Today, the world feels like a hostile environment to. … well … everyone. I had assumed that as society got more equal we would all share a measure of equal dignity. But it turns out that without an obvious social hierarchy we all get to feel equally powerless.To me one of the strangest things about America today is that people in every faction feel like they are losing. Liberals look around and see Trump in the White House and Nazis marching in the streets; conservatives see gay marriage as the law of the land, Obamacare thriving, and Hollywood obsessed with providing the correct gender and racial balance in every film.
The media culture of our time is obsessed with losses, slights, and dangers. With Obama gone, what major public figure takes a calm, long-term view of events? Everything is dire and catastrophic, or at least suspicious.
We have divided into two teams, and on each team people only count their losses.
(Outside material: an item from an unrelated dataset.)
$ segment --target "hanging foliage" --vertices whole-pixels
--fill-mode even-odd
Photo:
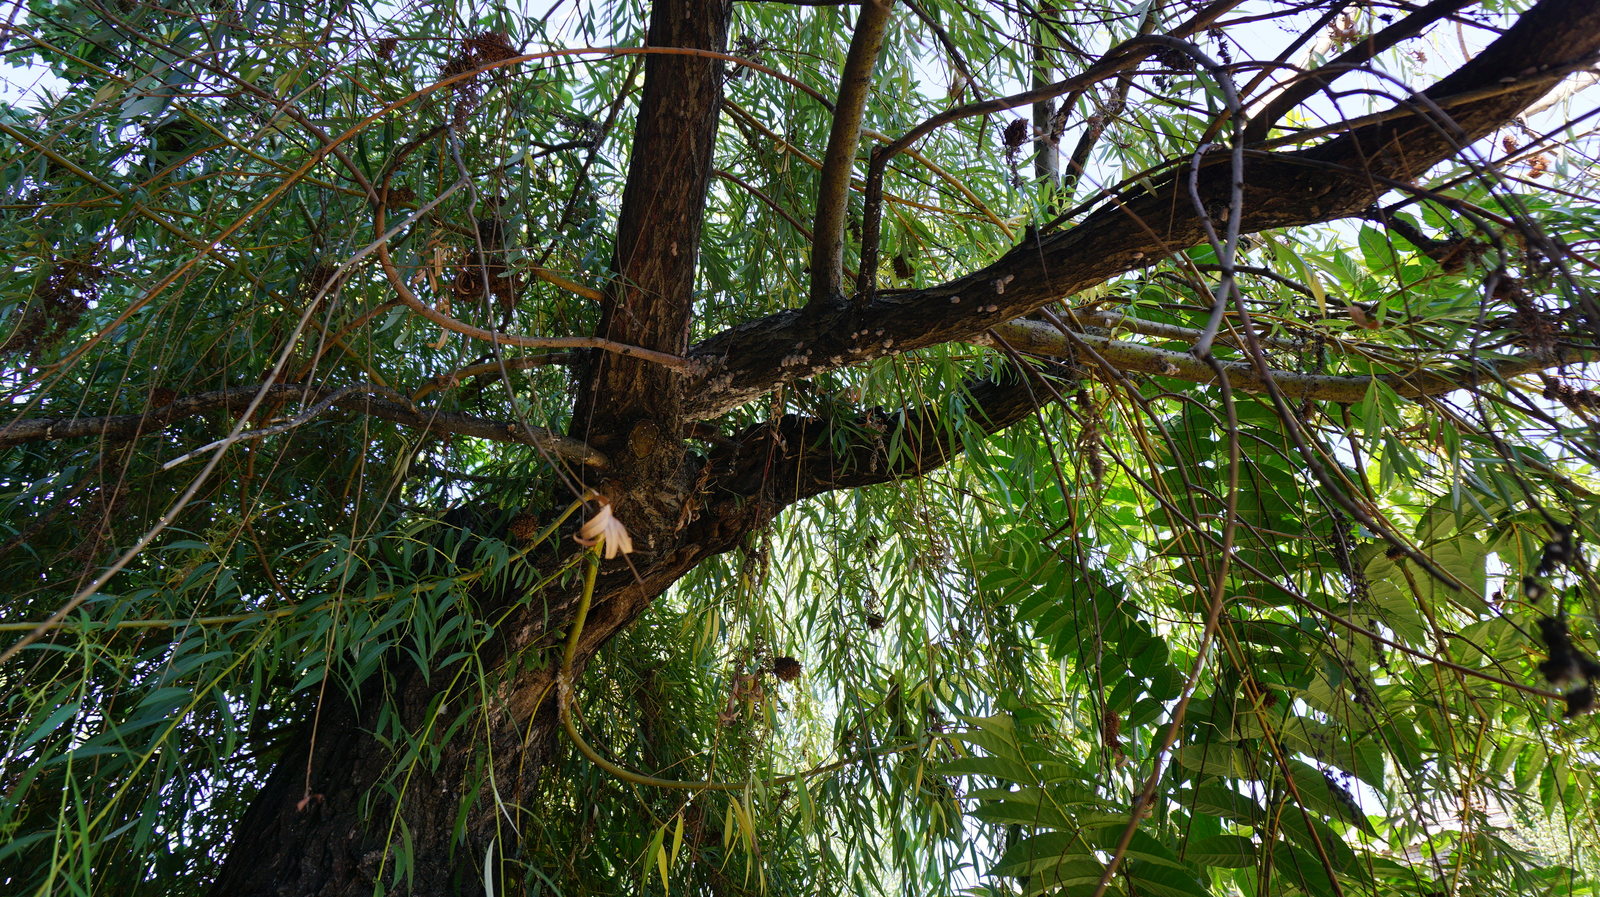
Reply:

The result is a foul national mood.
We need to step back, breathe deeply, forget about trivial slights and scandals, tone down our anger, and work toward compassion instead of hate. If we stopped shouting at each other and tried working together to solve a few of our problems, we might find that we are not as far apart as we suppose, and that things are not as bad as we fear.
Kenneth Minogue makes this very argument in The Servile Mind, that the class hierarchy of <= 19th century England served an important social function. Everyone felt more confident and politically satisfied knowing their place. I'm paraphrasing; he doesn't actually say "knowing their place," but that's the gist of it, I think. There's probably some truth to this, but when all the debits and credits are added up I think Minogue is making a less than useful point.